Authors

Thomas Herdegen, Ingolf Cascorbi


Published

December 8, 2023

Abstract

Background: Cannabinoid drugs containing tetrahydrocannabinol (THC), or its structural analogues, as monotherapeutic agents or as extracts or botanical preparations with or without cannabidiol (CBD) are often prescribed to multimorbid patients who are taking multiple drugs. This raises the question of the risk of drug interactions.

Methods: This review of the pharmacokinetics and pharmacodynamics of interactions with cannabinoid drugs and their potential effects is based on pertinent publications retrieved by a selective literature search.

Results: As THC and CBD are largely metabolized in the liver, their bioavailability after oral or oral-mucosal administration is low (6-8% and 11-13%, respectively). The plasma concentrations of THC and its active metabolite 11-OH-THC can be increased by strong CYP3A4 inhibitors (verapamil, clarithromycin) and decreased by strong CYP3A4 inductors (rifampicin, carbamazepine). The clinical significance of these effects is unclear because of the variable plasma level and therapeutic spectrum of THC. The metabolism of CBD is less dependent on cytochrome P450 enzymes than that of THC. THC and CBD inhibit CYP2C and CYP3A4; the corresponding clinically relevant drug interactions probably are likely to arise only with THC doses above 30 mg/day and CBD doses above 300 mg/day.
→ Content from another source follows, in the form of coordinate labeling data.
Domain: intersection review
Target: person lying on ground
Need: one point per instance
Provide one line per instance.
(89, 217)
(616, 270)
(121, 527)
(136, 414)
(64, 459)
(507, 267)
Conclusion: Potential drug interactions with THC and CBD are probably of little importance at low or moderate doses. Strong CYP inhibitors or inductors can intensify or weaken their effect. Slowly ramping up the dose of oral cannabinoid drugs can lessen their pharmacodynamic interactions, which can generally be well controlled. Administration by inhalation can worsen the interactions.

Citations

Herdegen, T., & Cascorbi, I. Drug Interactions of Tetrahydrocannabinol and Cannabidiol in Cannabinoid Drugs: Recommendations for Clinical Practice. Deutsches Arzteblatt international, (Forthcoming), arztebl-m2023.